Province cool to funding airport tunnel
The province is unenthusiastic about the idea of pitching in millions of dollars to help build a tunnel under a new Calgary airport runway.
The City of Calgary and the Calgary Airport Authority will cover $90 million of the tunnel's $287-million cost in a deal announced on Tuesday. However, the city is seeking the remainder of the funding from provincial and federal governments.
Trent Bancarz, a spokesman for Alberta Transportation, told CBC News that Calgary has already received $460 million this year in provincial grants for infrastructure.
"The city is certainly free to use that funding for this project. The project would fit the criteria for the grant funding and they're certainly free to do so if the city considers it to be one of their priorities," Bancarz said on Wednesday.

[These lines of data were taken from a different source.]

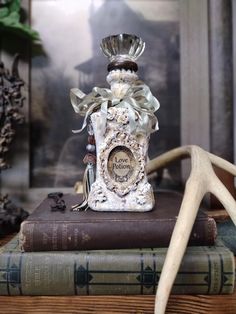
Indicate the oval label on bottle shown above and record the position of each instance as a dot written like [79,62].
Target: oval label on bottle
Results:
[121,164]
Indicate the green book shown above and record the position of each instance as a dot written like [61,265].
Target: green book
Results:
[204,270]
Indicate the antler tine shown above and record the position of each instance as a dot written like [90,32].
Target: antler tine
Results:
[222,163]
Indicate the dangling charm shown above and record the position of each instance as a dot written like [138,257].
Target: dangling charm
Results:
[122,119]
[89,173]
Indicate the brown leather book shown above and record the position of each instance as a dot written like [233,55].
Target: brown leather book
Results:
[46,229]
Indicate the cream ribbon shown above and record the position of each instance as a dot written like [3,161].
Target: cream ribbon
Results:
[139,101]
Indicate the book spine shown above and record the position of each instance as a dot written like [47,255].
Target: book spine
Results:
[36,236]
[112,273]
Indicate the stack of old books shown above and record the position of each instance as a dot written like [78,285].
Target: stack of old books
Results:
[62,252]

A source close to Jim Prentice, the federal Minister of Environment and MP for Calgary Centre-North, said the Conservative government is currently focused on deficit reduction.
The airport is building a new 4,270-metre long runway, which will include the closure of Barlow Trail between 48th Avenue and Airport Road N.E. in April 2011. The proposed tunnel would create an east-west access across Calgary's northeast.
The city has until March 2010 to convince the provincial and federal governments to commit to funding, if tunnel construction is to start as planned in 2011 at the same time as the runway work.
Without a written commitment from the two governments, the tunnel will not go ahead, and it's unclear how viable it would be to build it once the runway is in place.
Bancarz said the province has yet to receive any formal proposal from the city.